Yapalım değil, yaptım...

Cumhurbaşkanı Demirel, Hazreti Musa gibi emirlerini sıralamış...

Her gazetede vardı dün...

En detaylı Yeni Yüzyıl vermiş... ‘‘Baba'dan On Emir’’ başlığıyla...

Demirel'in Meclis açılışında yaptığı konuşmadan on ana hat...

Rejim sorununu tartışan bir ülke olmaktan çıkalım...

İnsan hakları ihlalleri son bulsun...

Okullaşma oranı yükselsin...

İletişim toplumunun içinde olalım.

Basın özgürlüğü sağlansın...

Ekonomide uluslararası duvarları aşalım...

Tarım nüfusu oranı yüzde 10'a insin...

İşsizlik oranını düşürelim...

Özelleştirmeyi bir an önce yapalım...

Türkiye'yı dinamik bir özel sektörle yurtdışına açalım...

Baba bunları istiyor... Bunları duyan da sanır ki, Baba denilen kişi, daha siyasi hayatının başında, iktidara talip oluyor...

Kimse düşünmez ki, ‘‘Baba be, sen bu ülkeyi yıllarca yönettin. O zaman bunları niye düşünmedin, yapmadın?’’

Davul başkasının boynunda olunca, tokmağa nasıl da sert vuruyor değil mi insan!

Hele bu yapalım, edelimle biten cümlelere bayıldım...

Aklıma bir arkadaşım geldi...

Yıllar önce ava birlikte gittiğim bir arkadaşım...

Av dönüşü, bir köy damında yorgun argın otururken, o arkadaşım şöyle derdi:

‘‘Yahu Fatih, bir tarhana çorbası yapalım.’’

Bu onun dilinde, ‘‘Fatih, sen bir tarhana çorbası yap, ben de içeyim’’ demekti...

O yüzden oldum olası, bu ‘‘yapalım’’lardaki samimiyetsizlik beni çıldırtır...

Televizyon eleştirmeni nerede?

Eleştirilerini ciddiyetle okuduğum üç adet televizyon eleştirmeni vardı...

Bunlardan biri Milliyet'te Sina Koloğlu, diğeri Yeni Yüzyıl'da Ali Hakan ve sonuncusu da Radikal'de adını bilmediğim bir zapçının hazırladığı seyir defteri...

Bunlar televizyon eleştirmenliğini, sosyal bir boyuta taşıyabilen üç kişiydi...

Anladığım kadarıyla bir fire verdiler...

Yeni Yüzyıl'da yazan Ali Hakan'ın yazılarına bir süredir rastlayamıyorum... Her gün ilk iş olarak bu köşeyi açıyorum Yeni Yüzyıl'da... Yok, yok, yok...
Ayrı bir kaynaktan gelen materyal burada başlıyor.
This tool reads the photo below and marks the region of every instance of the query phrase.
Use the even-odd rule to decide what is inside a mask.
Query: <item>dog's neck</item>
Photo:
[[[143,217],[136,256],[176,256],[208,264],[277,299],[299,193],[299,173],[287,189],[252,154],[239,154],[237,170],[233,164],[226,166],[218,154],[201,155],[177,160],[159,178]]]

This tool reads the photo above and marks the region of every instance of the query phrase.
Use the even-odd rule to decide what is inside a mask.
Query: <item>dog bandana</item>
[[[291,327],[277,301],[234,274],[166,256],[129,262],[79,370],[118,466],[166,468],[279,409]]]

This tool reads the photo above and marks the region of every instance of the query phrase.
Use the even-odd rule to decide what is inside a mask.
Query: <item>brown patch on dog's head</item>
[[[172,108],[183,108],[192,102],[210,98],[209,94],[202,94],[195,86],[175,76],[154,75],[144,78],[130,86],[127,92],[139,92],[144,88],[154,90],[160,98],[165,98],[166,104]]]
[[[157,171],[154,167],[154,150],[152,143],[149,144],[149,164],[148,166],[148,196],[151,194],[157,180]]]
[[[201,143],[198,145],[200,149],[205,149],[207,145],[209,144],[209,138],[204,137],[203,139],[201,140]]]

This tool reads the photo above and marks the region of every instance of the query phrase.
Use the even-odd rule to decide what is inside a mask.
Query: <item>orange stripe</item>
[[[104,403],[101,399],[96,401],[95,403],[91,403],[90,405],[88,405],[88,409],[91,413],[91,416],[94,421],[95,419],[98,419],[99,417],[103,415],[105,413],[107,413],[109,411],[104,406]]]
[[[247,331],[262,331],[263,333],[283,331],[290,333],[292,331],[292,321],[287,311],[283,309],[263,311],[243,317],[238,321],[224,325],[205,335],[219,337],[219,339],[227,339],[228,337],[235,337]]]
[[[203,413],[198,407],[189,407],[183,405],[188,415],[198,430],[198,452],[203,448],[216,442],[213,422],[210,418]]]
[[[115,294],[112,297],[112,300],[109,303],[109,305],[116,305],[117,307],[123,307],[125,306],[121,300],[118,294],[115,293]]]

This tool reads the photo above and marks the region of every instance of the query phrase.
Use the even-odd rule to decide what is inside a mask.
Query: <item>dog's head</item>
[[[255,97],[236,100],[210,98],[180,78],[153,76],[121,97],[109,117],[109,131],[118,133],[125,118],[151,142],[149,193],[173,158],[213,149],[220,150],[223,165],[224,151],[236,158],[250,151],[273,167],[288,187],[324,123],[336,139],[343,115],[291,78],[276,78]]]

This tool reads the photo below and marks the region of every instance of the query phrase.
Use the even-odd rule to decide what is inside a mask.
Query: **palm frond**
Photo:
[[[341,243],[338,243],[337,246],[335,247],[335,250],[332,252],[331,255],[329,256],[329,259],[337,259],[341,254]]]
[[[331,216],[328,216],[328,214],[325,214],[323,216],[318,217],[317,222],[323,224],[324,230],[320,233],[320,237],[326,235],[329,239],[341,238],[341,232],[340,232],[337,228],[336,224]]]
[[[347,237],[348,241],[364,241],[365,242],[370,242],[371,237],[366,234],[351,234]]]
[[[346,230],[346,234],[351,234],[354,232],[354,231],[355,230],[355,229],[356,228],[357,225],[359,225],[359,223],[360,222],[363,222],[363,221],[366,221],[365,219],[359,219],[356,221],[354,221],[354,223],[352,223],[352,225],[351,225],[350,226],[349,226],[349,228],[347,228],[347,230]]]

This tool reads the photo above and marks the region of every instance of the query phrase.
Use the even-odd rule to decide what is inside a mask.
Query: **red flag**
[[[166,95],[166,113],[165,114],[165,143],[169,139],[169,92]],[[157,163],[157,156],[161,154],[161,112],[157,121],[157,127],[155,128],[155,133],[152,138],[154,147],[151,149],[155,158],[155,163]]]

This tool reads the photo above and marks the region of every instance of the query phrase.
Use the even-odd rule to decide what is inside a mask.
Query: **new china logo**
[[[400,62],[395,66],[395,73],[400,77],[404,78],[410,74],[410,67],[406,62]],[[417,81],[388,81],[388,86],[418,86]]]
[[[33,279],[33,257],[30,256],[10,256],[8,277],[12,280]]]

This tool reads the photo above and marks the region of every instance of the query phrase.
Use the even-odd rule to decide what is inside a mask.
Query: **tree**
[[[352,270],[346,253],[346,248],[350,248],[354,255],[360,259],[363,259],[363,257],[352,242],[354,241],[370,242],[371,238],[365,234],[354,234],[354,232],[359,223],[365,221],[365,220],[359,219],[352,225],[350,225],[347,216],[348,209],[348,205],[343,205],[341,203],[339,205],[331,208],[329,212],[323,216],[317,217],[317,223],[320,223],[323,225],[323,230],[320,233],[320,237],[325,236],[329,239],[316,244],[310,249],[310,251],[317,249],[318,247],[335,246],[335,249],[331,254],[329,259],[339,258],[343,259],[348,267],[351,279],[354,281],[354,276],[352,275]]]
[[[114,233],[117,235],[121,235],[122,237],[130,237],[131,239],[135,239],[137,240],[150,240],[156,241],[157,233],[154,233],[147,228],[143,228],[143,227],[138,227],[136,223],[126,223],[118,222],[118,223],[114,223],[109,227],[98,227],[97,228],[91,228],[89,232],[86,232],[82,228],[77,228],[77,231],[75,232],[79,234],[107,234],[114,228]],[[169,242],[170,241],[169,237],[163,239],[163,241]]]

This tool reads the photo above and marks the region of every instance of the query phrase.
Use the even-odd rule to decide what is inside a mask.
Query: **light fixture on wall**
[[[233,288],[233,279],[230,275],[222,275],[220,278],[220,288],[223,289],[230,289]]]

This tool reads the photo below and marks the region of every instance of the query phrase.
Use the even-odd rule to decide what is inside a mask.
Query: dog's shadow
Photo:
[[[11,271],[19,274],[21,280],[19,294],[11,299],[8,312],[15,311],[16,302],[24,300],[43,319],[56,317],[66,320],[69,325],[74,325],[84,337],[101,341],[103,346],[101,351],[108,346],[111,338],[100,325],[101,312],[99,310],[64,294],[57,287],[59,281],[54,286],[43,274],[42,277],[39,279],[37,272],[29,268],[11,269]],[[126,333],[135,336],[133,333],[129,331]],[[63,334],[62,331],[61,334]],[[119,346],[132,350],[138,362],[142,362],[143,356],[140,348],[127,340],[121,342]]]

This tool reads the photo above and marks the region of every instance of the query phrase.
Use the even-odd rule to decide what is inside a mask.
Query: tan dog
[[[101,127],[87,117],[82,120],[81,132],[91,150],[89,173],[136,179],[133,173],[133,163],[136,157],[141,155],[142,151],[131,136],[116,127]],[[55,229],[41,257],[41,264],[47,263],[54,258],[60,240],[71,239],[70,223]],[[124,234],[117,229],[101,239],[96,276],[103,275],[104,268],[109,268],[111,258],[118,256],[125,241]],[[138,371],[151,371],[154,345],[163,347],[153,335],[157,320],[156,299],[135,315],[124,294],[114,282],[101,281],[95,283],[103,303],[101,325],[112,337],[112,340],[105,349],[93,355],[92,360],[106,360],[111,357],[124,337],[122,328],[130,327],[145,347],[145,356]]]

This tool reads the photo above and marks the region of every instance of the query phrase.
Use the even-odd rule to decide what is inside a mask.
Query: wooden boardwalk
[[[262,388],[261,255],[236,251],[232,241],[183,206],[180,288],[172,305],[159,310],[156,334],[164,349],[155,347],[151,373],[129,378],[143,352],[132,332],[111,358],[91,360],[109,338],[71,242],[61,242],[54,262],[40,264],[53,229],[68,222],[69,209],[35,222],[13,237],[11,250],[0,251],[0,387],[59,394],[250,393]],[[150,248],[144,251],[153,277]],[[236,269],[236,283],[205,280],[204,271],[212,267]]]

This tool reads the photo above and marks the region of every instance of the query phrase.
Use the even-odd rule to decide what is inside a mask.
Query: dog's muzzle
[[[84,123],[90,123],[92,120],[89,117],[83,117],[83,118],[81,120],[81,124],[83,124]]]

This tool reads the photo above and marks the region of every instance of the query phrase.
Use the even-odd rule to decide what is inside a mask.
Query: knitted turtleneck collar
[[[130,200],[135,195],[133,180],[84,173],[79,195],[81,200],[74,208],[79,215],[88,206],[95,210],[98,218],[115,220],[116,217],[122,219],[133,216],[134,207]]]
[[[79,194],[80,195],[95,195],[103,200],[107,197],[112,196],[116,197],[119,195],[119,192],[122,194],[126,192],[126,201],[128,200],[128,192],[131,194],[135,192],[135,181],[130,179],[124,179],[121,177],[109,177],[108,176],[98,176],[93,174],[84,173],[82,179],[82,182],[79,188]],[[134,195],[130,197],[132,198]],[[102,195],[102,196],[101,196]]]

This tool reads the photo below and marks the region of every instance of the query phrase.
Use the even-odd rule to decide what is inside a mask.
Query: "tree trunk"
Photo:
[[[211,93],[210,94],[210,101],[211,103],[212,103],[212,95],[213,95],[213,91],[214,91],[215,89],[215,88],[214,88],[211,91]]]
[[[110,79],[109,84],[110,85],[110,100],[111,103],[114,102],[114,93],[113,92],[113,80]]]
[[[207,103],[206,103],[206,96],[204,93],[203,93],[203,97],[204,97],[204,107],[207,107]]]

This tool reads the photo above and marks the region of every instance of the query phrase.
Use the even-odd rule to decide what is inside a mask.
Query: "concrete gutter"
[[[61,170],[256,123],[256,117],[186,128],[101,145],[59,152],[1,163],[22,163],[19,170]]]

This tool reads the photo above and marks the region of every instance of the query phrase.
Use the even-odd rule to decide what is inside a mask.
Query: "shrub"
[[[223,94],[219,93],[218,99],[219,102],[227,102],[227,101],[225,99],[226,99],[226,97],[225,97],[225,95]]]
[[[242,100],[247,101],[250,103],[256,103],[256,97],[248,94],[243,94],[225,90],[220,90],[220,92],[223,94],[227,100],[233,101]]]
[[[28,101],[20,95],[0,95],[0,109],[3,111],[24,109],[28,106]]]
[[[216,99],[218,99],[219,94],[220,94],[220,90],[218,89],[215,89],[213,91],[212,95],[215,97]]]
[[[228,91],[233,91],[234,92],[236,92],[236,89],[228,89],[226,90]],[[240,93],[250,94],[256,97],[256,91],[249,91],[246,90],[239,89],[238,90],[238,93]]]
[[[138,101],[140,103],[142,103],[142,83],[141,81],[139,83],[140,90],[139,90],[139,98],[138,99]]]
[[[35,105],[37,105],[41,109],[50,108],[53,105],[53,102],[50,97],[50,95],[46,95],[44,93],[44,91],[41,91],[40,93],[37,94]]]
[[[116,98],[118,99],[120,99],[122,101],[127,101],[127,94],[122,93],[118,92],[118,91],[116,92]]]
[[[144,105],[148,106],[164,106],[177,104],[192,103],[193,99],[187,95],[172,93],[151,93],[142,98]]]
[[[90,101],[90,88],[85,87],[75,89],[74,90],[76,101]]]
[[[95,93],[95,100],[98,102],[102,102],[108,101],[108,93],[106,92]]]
Ne olduğunu sormak için Ali Hakan'ı aradım bir-iki kez... Bir türlü konuşamadık...

Fakat duyduğum kadarıyla Yeni Yüzyıl'ın doğum günü gecesine çağrılmadığı için hafif mizahi bir yazı yazmış.

Yönetim de buna bozulmuş...

İddia bu...

Yazık doğrusu...

Sevgili Okay Gönensin...

Ali Hakan'ı cezalandıracağım diye, biz okurları cezalandırdığının farkında mısın?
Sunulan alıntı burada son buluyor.